2012
L?unica maglia a cui appartiene
Ne ha cambiate due, quelle di Inter e Manchester City, ne ha indossato un’altra per scherzo, chi non ricorda quella serata in cui Valerio Staffelli lo convinse a vestire la maglia del Milan. Era un giocatore dell’Inter allora, ma non troppo nerazzurro da evitare un imbarazzante episodio. La maglia dell’Inter poi l’ha anche buttata a terra, dopo un memorabile Inter-Barcellona in segno di disprezzo verso un San Siro che quella notte venerava tutti i suoi figli ma fischiava lui.
Ora gioca in Premier League, nel campionato attualmente più strutturato del pianeta e in una delle squadre maggiormente accreditate, eppure l’enorme potenziale che sprigiona oltremanica è soltanto una parte di quanto Mario Balotelli è in grado di fare. Una esperienza che ha colto al volo, un treno che non poteva far finta di non guardare: il ricongiungimento con l’allenatore che lo aveva lanciato nel calcio dei grandi, lui grande tra piccoli coetanei, la possibilità di vincere – come del resto gli sta accadendo – trofei in un campionato straniero dopo aver vinto tutto in Italia. Con quel qualcosa che manca: quel senso di appartenenza alla causa, alla maglia, che, come ai tempi dell’Inter, non si è mai concretizzato del tutto.
Il calciatore deve essere prima di ogni cosa un professionista, asseriscono quelli bravi. E’ così, certo, ma Mario Balotelli è un emotivo che vive sull’onda delle sensazioni. Positive e negative. Che si esalta se messo al centro di un progetto, se si sente davvero nel cuore e nella pancia di un qualcosa, se avverte che qualcosa gli appartiene. Che qualcosa possa persino dipendere da lui, uno di cui tutto si può gridare tranne che si intimorisca di fronte alle famigerate responsabilità. Che non è nato per fare il comprimario, l’attore non protagonista: poi gli può riuscire bene anche quello, talmente forte è, ma quel “quello” non è Mario Balotelli, o meglio rischia di tradursi nel peggior fenomeno del personaggio da prime pagine dei giornali non per merito ma per altro.

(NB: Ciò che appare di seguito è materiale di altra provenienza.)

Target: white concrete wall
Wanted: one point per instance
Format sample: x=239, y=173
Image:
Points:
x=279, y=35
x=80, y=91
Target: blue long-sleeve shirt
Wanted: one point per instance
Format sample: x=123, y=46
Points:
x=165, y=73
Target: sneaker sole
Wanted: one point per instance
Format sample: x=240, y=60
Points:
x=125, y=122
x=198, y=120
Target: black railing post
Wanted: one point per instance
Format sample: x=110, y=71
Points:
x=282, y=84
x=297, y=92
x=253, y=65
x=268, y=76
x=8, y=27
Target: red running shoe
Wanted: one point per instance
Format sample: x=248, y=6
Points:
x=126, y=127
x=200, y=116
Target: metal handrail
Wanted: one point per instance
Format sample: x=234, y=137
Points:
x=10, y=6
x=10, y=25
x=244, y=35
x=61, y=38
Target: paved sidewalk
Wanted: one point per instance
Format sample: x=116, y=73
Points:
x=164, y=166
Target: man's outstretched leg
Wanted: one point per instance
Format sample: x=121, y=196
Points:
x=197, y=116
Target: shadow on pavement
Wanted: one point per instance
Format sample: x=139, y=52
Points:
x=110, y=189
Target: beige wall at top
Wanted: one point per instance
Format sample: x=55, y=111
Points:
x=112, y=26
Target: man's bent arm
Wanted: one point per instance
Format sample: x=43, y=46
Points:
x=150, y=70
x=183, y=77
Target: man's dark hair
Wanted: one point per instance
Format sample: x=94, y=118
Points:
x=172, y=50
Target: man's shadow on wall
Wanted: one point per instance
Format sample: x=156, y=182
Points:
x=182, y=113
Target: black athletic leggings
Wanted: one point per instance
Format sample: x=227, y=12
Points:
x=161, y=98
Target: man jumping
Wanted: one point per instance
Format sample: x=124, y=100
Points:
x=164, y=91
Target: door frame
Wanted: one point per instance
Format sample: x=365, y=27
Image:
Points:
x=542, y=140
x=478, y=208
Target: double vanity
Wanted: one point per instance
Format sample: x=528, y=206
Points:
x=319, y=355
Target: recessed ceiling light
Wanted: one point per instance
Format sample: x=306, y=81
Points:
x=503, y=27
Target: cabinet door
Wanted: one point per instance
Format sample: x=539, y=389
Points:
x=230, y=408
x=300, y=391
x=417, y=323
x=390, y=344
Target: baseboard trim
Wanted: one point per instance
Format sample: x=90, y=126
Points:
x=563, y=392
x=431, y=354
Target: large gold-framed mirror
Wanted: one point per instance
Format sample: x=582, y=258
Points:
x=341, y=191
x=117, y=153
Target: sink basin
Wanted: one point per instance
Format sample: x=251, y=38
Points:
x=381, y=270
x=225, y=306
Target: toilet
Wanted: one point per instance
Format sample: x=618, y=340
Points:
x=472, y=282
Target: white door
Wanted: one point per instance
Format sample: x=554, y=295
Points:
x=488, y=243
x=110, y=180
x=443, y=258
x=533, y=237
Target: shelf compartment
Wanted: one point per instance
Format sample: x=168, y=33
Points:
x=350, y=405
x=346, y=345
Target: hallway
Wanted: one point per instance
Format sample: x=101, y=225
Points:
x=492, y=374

Super Mario Balotelli quando gioca con la maglia della nazionale sorride. Alle volte ride addirittura. E piange se perde. Ed esulta quando segna. Esulta pure tanto. Sì, addirittura, sembra quasi un ragazzo di 22 anni felice per quello che sta facendo. Poi torna nel club, Inter, Manchester o chi per loro e rispolvera la maschera del tenebroso, del duro, del non soddisfatto. Bando alla retorica dei soldi, che chi ha il portafoglio pieno deve sempre ridere: sì, c’è chi sta peggio di lui, lui che tira due calci ad un pallone e guadagna milioni, ma Mario Balotelli questi due calci al pallone li tira meglio di tanti altri, forse come pochi, pochissimi al mondo. E, anche grazie al saggio Prandelli, con quella maglia azzurra sulle spalle è devastante. Un ciclone che corre a perdifiato verso Brasile 2014 con quelle spalle talmente larghe da non aver paura di nessuno.